其之五|第八章|人質生活
「ふはははは!この事態を俺が予想していなかったとでも思ったか!だが、遅かったな!計画は順調に進行している!!次は俺達を見つける事も出来ないだろう!ここで仕留められなかった事を悔いるが良い!!アデュー!!」
私達はこの生活に飽きていた。
「うーん。その「アデュー」って何にでも付けるのって必要ですか? って、言うか。ここって発見される可能性は低いんですよね? そもそも、発見されて撤退する時の捨て台詞を練習する意味ってあるんですか?」
アレから一週間近くが経とうとしている。
「いや!伊丹妙子よ! 何が有るか分からんだろ? もし、ここが発見されたとしたらどうだ? 無様に慌てふためき逃げ出すだけでは相手を調子づかせるだけだ! 発見されたとしても、余裕を見せて退避し、華麗に逃げ切ってこそ、初めて発見されたと言う失態をカバーして、相手に精神的なダメージを与えられる。つまり、優位性を保持しようとするなら、常に色々な可能性を想定して準備を重ね、万が一の場合には相手に悔しさを植え付け、こちらの不利を相手に感じさせてはいけない。そう! その状況をも利用して相手に敗北感を感じさせてこそ優位に立てると言うものだ。それには日々の訓練は必須。いかにして撤退するかは悪の美学と言っても良いだろう?」
「へー。そうですかー。それはすごーい。」
私が連れ去られた初日には色々な話を聞き出せた。
それは自分の状況を知る上で良かったと言っても良いと思う。
最初は女神達が仕掛けたワードサーチを回避しつつ事情を聞き出す事に集中していたから問題は無かった。

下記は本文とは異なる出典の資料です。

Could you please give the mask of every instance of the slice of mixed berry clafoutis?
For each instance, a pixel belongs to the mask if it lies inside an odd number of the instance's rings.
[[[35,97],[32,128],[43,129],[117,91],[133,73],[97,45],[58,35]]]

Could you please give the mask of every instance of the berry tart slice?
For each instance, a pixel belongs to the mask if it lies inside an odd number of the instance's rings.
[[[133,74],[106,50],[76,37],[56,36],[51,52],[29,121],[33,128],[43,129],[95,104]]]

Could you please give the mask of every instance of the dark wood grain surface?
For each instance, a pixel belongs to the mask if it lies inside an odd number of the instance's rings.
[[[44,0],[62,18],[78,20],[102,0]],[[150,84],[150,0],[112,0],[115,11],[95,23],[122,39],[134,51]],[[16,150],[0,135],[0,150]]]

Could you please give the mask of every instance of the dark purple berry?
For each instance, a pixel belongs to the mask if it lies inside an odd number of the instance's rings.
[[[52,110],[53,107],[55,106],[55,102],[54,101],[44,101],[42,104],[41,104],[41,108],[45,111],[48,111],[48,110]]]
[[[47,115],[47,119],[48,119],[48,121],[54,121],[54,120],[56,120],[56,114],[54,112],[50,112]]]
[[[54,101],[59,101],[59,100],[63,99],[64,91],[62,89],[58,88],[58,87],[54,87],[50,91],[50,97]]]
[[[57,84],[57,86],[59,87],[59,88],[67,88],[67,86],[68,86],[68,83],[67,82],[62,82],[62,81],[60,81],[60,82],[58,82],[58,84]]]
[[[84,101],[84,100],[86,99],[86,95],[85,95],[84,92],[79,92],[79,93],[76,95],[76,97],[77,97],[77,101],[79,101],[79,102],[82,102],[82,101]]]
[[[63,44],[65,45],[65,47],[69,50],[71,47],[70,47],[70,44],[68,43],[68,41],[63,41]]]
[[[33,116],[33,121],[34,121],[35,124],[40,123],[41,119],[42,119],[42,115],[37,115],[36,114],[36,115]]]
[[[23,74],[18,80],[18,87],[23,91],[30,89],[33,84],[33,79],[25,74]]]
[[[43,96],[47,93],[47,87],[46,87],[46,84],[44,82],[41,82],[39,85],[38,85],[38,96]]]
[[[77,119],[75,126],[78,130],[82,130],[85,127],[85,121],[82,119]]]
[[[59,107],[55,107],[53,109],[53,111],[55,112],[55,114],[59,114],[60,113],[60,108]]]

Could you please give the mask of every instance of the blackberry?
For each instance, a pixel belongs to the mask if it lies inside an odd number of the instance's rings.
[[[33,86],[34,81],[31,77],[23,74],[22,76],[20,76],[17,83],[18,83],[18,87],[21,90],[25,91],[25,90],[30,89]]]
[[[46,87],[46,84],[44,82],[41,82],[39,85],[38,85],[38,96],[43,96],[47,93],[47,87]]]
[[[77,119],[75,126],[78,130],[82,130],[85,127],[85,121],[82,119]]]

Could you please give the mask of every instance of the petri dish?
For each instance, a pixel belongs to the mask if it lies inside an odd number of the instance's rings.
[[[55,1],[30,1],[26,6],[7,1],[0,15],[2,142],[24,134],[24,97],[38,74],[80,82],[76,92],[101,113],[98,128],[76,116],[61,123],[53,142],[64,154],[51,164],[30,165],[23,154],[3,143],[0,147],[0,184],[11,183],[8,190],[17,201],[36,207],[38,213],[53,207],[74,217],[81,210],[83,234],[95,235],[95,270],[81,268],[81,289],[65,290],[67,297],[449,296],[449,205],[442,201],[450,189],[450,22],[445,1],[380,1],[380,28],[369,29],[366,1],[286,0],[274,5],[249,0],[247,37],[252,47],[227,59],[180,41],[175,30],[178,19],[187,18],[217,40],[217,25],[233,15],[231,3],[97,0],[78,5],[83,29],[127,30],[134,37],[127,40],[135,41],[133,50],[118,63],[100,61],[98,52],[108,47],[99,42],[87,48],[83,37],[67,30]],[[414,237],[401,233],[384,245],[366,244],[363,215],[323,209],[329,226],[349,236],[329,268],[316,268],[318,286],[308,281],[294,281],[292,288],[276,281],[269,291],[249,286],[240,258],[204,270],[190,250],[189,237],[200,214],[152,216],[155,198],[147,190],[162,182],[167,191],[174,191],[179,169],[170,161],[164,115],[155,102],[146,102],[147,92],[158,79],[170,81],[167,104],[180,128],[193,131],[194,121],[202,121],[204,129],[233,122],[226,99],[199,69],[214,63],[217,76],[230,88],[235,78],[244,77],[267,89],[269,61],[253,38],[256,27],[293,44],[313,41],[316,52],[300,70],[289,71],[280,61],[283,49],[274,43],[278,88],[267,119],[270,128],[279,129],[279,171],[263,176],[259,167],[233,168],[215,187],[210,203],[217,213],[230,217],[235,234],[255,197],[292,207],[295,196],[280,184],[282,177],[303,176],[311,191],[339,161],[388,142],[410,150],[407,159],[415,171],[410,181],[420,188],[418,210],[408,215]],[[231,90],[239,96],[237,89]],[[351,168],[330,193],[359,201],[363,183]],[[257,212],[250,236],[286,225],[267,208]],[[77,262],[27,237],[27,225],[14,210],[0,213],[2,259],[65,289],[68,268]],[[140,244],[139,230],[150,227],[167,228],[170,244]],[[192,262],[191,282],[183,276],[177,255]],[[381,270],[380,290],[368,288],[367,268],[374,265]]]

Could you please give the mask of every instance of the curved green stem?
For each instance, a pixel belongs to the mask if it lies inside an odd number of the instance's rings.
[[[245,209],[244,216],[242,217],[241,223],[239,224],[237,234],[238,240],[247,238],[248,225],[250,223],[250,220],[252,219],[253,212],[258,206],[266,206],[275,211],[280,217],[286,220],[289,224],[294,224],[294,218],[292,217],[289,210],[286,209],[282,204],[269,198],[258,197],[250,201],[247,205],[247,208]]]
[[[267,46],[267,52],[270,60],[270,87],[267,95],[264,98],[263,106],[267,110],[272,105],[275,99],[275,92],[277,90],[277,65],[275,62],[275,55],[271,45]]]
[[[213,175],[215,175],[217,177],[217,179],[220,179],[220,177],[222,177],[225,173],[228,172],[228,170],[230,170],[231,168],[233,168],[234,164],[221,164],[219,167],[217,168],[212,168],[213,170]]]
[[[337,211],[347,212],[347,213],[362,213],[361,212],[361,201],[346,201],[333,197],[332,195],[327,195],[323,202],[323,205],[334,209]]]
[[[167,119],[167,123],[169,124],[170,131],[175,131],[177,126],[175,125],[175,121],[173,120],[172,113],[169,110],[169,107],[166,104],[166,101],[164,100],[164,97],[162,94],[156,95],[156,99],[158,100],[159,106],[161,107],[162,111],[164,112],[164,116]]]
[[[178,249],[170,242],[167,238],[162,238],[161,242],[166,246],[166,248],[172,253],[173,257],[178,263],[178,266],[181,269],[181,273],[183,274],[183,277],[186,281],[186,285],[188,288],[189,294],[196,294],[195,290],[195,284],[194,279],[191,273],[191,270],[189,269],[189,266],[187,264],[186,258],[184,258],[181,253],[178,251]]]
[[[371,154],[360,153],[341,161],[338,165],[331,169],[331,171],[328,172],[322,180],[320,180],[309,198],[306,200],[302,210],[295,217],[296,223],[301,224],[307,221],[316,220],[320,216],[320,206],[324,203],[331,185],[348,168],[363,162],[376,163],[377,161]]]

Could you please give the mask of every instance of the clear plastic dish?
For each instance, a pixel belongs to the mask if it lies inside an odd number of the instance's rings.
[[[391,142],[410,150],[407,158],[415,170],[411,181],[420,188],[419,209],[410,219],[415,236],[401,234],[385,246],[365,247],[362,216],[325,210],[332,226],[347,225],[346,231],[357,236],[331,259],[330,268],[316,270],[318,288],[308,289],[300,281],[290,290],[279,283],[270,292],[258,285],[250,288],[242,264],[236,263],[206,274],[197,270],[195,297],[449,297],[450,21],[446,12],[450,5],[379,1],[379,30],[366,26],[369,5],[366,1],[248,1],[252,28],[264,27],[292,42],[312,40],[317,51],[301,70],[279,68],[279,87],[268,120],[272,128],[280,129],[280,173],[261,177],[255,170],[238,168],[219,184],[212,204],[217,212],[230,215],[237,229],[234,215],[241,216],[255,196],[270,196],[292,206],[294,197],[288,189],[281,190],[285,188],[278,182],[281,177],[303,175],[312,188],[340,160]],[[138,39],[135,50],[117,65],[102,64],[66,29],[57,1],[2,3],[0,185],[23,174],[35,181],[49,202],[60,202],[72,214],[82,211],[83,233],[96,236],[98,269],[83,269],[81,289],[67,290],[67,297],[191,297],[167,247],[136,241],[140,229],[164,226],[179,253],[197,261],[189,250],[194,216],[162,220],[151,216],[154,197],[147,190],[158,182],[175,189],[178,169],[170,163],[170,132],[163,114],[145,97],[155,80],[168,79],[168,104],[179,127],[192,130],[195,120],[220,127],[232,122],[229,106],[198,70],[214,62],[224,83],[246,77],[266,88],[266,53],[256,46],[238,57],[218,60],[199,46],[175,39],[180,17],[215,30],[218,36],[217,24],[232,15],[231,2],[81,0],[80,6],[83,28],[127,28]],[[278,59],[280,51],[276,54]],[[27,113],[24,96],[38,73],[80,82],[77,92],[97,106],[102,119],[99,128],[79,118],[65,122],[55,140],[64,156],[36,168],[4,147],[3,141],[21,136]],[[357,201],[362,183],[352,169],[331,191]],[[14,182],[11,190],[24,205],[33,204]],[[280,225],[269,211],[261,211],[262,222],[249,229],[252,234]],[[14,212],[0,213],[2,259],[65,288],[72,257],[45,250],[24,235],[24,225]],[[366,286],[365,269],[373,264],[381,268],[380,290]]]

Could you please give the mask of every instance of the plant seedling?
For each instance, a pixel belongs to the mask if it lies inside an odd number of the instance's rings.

女神達と黒木さんの事情をワードサーチの検閲を避けて聞き出すと言う作業は、面倒臭さが有っても、それなりに充実した時間だったと言えると思う。
それが、実に浅い理由で黒木さんが私達の住んでいた世界に島流しにされたのだと言う事実に明らかになり膝から崩れ落ちたとしても。

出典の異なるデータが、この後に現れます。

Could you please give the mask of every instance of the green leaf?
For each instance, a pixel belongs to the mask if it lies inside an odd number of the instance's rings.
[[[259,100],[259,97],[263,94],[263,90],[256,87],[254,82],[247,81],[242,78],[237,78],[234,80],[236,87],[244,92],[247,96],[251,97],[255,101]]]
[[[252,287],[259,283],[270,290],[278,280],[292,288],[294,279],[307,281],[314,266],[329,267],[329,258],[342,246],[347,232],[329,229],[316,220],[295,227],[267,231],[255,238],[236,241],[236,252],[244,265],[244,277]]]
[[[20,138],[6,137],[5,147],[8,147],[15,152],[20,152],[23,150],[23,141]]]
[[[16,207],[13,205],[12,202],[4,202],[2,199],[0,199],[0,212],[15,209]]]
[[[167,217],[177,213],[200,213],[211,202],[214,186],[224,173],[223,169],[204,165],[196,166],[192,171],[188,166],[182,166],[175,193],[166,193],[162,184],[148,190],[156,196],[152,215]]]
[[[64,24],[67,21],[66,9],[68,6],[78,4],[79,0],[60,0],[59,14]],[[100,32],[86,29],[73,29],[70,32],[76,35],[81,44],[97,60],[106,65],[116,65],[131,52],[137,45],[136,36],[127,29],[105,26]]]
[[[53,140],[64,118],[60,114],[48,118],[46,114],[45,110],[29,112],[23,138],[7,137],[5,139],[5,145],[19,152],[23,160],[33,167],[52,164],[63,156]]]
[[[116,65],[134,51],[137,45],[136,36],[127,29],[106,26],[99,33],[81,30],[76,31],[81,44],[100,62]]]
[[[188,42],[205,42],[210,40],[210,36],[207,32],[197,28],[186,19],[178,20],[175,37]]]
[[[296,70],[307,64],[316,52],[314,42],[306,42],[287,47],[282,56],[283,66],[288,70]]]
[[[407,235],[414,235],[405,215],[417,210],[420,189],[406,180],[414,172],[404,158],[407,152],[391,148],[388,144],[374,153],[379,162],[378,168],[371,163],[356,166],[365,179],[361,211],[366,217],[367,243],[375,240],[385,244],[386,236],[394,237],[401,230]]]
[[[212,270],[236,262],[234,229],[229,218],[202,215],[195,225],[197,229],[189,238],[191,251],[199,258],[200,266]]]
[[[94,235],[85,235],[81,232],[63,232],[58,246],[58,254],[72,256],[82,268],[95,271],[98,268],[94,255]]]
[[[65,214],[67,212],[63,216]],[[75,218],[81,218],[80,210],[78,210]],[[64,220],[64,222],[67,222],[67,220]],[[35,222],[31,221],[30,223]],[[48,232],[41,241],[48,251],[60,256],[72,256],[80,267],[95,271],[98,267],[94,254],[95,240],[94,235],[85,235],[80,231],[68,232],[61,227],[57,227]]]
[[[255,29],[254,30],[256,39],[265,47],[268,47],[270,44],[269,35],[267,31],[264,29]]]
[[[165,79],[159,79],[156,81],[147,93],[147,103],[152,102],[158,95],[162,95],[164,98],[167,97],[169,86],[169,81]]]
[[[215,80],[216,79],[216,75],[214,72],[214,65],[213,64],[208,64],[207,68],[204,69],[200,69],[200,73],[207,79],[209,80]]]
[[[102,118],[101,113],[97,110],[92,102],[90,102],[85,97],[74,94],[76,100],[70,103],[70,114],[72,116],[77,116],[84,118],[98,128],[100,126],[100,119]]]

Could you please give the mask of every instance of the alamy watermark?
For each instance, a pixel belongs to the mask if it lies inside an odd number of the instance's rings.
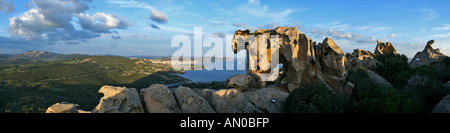
[[[233,37],[241,38],[233,44]],[[278,35],[226,35],[226,48],[223,50],[223,40],[218,35],[205,36],[201,27],[194,27],[194,45],[187,35],[176,35],[172,38],[171,47],[179,48],[172,54],[171,65],[175,70],[202,70],[204,62],[214,62],[214,67],[207,67],[207,70],[223,70],[223,58],[226,56],[234,57],[234,51],[247,50],[249,70],[263,71],[259,73],[261,81],[274,81],[278,77],[279,68],[279,37]],[[180,44],[182,46],[180,46]],[[214,46],[212,46],[214,44]],[[246,45],[248,44],[248,45]],[[235,46],[233,46],[235,45]],[[259,47],[258,47],[259,46]],[[210,48],[211,47],[211,48]],[[192,51],[193,48],[193,51]],[[210,48],[203,54],[203,48]],[[234,48],[234,49],[233,49]],[[192,58],[194,57],[194,58]],[[214,57],[214,61],[212,59]],[[238,54],[237,58],[245,58],[245,55]],[[236,58],[235,58],[236,59]],[[237,64],[237,70],[245,70],[246,63]],[[234,70],[234,63],[227,64],[226,70]]]

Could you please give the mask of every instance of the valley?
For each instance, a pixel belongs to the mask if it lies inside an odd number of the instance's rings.
[[[93,108],[101,97],[98,88],[103,85],[140,89],[152,84],[188,81],[175,74],[183,72],[173,70],[170,63],[164,62],[168,59],[101,55],[66,59],[54,55],[59,59],[46,56],[0,60],[0,93],[3,94],[0,112],[42,113],[60,101]]]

簡単に言うと親子喧嘩だ。とても下らない親子喧嘩に世界は巻き込まれた。
そして、今も彼女達はお父さんを、この世界に留める為に行動しているのだと思う。
黒木さんもそれは分かっている。彼女達の気持ちは。
でも、それが分かっていても黒木さんには自分が生きていた世界に戻らないといけない理由が有るそうだ。
うん。そこまでは良い。
NGワードを警戒して詳しい事情までは聞き出せなかったけど、神様の世界にも色々な事情が有るって事で納得しておこう。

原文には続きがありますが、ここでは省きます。